Although this study suggests a relationship between field placement stay-ratio and teacher retention and effectiveness, it does not explain the nature of this relationship. This begs the question, What about higher stay-ratio (easier-to-staff) schools make them positive sites for teacher learning and development? Might it be the case, for example, that easier-to-staff schools attract and keep higher quality mentor teachers who can model or share best practices and principles that help prospective teachers become more effective and persistent wherever they go? Do these kinds of schools provide new teachers more supportive or complimentary settings for trying out the practices they are learning in their university coursework? Is it that these schools simply have better administrative support and leadership that provides a learning environment where quality instructional practice can thrive and get passed on to aspiring teachers? Future studies should examine easier-to-staff schools to uncover the mechanisms by which they support teacher learning.
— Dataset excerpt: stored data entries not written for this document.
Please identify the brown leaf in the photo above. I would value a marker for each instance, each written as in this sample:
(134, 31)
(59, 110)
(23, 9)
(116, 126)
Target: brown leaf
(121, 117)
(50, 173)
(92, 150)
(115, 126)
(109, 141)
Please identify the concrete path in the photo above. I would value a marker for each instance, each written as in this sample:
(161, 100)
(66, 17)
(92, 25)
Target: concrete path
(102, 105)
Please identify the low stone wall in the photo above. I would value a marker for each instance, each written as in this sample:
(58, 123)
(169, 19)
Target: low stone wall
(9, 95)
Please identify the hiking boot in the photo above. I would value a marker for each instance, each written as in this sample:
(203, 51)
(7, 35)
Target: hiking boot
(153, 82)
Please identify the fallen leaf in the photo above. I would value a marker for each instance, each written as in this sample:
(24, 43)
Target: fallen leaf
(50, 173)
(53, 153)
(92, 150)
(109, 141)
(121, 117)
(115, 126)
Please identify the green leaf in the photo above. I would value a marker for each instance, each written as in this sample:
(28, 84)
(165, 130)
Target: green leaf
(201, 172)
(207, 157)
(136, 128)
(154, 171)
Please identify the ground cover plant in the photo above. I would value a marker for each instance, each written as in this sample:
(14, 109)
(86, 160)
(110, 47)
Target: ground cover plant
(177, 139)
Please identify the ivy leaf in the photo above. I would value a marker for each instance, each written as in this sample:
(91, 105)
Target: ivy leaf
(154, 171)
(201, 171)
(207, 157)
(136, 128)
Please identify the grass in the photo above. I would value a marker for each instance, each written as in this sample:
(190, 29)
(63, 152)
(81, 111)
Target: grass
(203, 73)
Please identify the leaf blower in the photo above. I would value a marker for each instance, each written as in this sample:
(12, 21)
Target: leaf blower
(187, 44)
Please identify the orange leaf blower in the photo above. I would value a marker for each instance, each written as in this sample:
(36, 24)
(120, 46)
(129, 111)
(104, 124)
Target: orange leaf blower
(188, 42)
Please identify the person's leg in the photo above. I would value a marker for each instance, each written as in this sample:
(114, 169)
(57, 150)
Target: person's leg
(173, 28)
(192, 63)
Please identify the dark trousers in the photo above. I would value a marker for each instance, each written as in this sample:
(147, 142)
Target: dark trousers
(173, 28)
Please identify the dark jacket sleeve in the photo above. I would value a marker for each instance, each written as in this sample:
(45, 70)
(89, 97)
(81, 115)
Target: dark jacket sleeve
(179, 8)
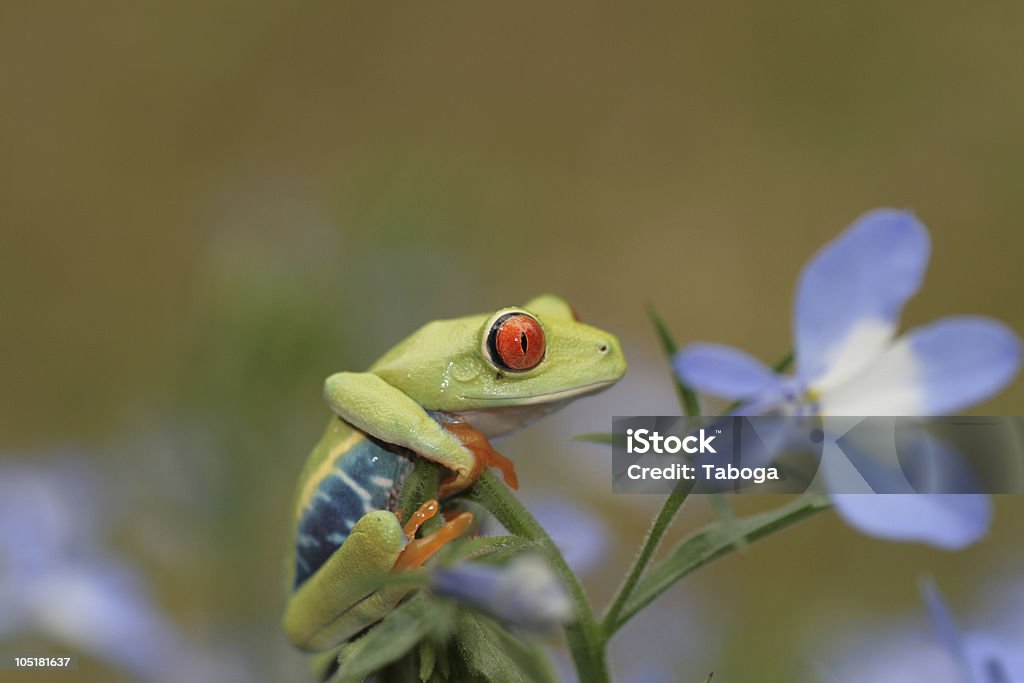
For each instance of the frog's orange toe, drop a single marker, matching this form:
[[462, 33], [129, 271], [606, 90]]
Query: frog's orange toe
[[425, 512], [485, 456], [419, 551]]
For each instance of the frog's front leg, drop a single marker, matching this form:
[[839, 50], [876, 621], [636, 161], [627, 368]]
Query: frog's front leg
[[370, 403], [346, 595]]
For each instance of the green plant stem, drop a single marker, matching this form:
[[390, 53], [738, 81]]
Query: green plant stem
[[660, 524], [584, 634]]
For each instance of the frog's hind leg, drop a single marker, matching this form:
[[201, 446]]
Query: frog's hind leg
[[345, 595]]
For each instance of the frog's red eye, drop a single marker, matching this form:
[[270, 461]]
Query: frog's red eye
[[516, 342]]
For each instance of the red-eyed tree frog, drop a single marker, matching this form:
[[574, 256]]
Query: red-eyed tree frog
[[439, 394]]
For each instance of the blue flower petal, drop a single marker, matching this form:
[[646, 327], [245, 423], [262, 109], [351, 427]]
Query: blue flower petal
[[939, 369], [943, 624], [724, 371], [951, 521], [851, 293]]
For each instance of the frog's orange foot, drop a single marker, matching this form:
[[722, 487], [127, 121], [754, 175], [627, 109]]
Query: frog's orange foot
[[485, 456], [418, 551]]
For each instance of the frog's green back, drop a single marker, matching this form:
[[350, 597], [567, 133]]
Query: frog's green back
[[347, 475]]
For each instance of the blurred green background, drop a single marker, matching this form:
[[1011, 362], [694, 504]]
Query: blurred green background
[[207, 208]]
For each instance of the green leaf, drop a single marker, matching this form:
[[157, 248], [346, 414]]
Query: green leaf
[[711, 544], [687, 397], [491, 548], [392, 638], [428, 657], [496, 655], [420, 485]]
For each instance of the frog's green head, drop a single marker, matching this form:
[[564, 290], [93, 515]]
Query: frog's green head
[[539, 355]]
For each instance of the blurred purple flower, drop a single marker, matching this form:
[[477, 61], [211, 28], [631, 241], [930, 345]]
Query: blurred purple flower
[[524, 593], [946, 653], [980, 657], [579, 534], [57, 581], [849, 363]]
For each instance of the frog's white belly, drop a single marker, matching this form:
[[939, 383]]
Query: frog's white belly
[[495, 422]]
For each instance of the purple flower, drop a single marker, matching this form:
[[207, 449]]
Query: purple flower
[[980, 657], [525, 592], [59, 582], [944, 653], [849, 363]]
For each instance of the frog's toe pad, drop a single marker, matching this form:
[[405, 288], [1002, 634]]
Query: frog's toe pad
[[419, 551], [485, 456]]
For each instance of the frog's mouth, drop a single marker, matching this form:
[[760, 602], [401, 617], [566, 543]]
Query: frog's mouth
[[552, 397], [498, 420]]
What is learned from studies might guide teacher educators in assigning better field placements and also might inform efforts to design PDS.
It is important to acknowledge that the results presented here are average effects based on school-level measures. In other words, this study has provided a blunt signal for identifying quality placements, and more research is needed to understand the specific features that give rise to these average effects. It may be, for example, that the school stay-ratio is signaling better average mentorship by senior faculty. This would not imply, however, that only high stay-ratio schools have worthy mentors or make for quality placements. There may be quality mentors in schools that have low average scores that would still provide ideal field placement settings. Although stay-ratio may be a useful average proxy for selecting placements, identifying the specific mechanisms by which high stay-ratio schools support teacher retention and effectiveness can have more direct implications for how we prepare teachers.
This study introduces a program of research with promising policy implications. Given that school stay-ratio is fairly straightforward to calculate from administrative data that districts routinely collect, this may be a low-cost, average indicator for identifying high-quality field placements. Assuming the effects and their magnitudes hold up in future studies like the ones outlined above, this study’s results indicate that teacher education programs should consider organizing field placements at easier-to-staff schools a priority. Doing so may help in responding to growing calls from researchers and policymakers alike to staff K–12 schools with effective teachers and to keep them there.